Арга надеялся после службы провести время с Лакенай, но она вместе с Лесстирианом уехала в Академию — проводить вечерние занятия. Конечно, она первой откликнулась на просьбу Лесса. Арга посмеялся, узнав, что едва ли не вся армейская Коллегия последовала её примеру. В стороне остались только несколько самых суровых и нелюдимых Даянов и Сарита. Драконье Око заявила, что дети боялись её ещё с тех пор, как она сама была ребёнком. «Позовёте меня, если будут безобразничать и лениться, — посоветовала она с ухмылкой. — Приду и наведу страху».
Арга всё же пожаловался Лакенай, что давно не видел её и тоскует. Лакенай поцеловала его и обещала приехать позже, к ночи. Арга догадывался, что будет она до смерти уставшей и они смогут разве что заснуть в объятиях друг друга. Но и эта мысль согревала его.

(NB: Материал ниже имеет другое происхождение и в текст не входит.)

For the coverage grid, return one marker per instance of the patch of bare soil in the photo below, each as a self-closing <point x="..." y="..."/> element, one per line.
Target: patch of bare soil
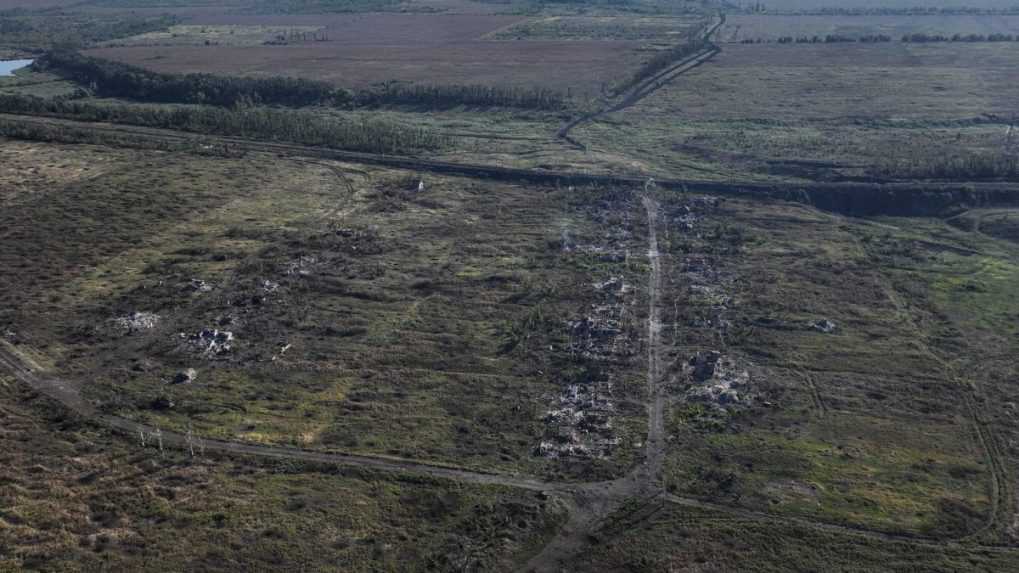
<point x="30" y="167"/>
<point x="579" y="65"/>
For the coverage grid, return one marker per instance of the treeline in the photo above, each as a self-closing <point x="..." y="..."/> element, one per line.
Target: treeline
<point x="833" y="39"/>
<point x="922" y="38"/>
<point x="69" y="135"/>
<point x="115" y="80"/>
<point x="439" y="97"/>
<point x="251" y="122"/>
<point x="968" y="166"/>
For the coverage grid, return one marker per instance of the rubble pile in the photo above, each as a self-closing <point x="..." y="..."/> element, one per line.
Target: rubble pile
<point x="581" y="424"/>
<point x="717" y="379"/>
<point x="209" y="342"/>
<point x="301" y="267"/>
<point x="824" y="325"/>
<point x="707" y="284"/>
<point x="138" y="321"/>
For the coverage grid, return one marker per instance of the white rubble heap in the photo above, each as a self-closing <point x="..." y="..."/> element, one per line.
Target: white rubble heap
<point x="200" y="285"/>
<point x="302" y="266"/>
<point x="581" y="425"/>
<point x="717" y="379"/>
<point x="706" y="282"/>
<point x="210" y="342"/>
<point x="580" y="422"/>
<point x="138" y="321"/>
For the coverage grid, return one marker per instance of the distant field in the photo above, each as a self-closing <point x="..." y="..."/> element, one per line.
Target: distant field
<point x="805" y="5"/>
<point x="824" y="82"/>
<point x="363" y="49"/>
<point x="743" y="27"/>
<point x="580" y="65"/>
<point x="10" y="4"/>
<point x="599" y="28"/>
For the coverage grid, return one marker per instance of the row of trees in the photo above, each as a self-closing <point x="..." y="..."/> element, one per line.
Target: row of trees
<point x="438" y="97"/>
<point x="252" y="122"/>
<point x="110" y="79"/>
<point x="970" y="166"/>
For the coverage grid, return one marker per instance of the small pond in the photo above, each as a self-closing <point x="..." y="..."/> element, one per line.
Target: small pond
<point x="7" y="67"/>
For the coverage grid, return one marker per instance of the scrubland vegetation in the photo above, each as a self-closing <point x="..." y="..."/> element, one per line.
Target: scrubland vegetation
<point x="493" y="374"/>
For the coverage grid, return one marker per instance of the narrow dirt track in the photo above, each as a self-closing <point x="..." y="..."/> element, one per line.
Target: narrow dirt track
<point x="647" y="87"/>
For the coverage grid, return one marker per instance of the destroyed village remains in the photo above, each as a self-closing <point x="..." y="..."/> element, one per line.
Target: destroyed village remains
<point x="510" y="285"/>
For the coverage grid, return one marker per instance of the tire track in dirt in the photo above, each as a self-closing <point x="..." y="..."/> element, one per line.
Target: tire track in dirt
<point x="646" y="87"/>
<point x="64" y="393"/>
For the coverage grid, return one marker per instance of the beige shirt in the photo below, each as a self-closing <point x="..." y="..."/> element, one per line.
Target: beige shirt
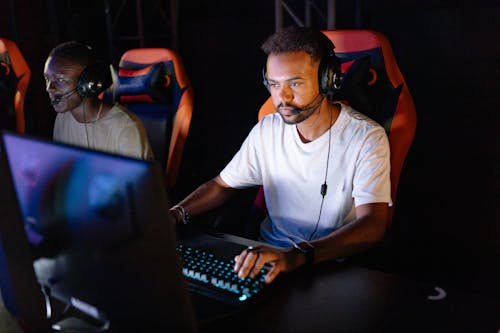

Пока шла служба, смерклось, а зябкая морось превратилась в ледяной ливень. На обратном пути Арга вымок до нитки. Ему пришлось задержаться в конюшне, обихаживая Сатри и Ладри. Конюхи до дрожи боялись их, боялись и самого Аргу, но больше всего боялись, что коневолки захворают и Арга прогневается. Арга пожал плечами и сказал только, что сознаваться надо было сразу, до последнего не тянуть.
Он забыл в конюшне свой плащ и не стал за ним возвращаться. В коридоре наверху прогорело масло в светильниках. Прежде слуги Баншира не допускали такого, и Арга удивился. Потом он увидел причину.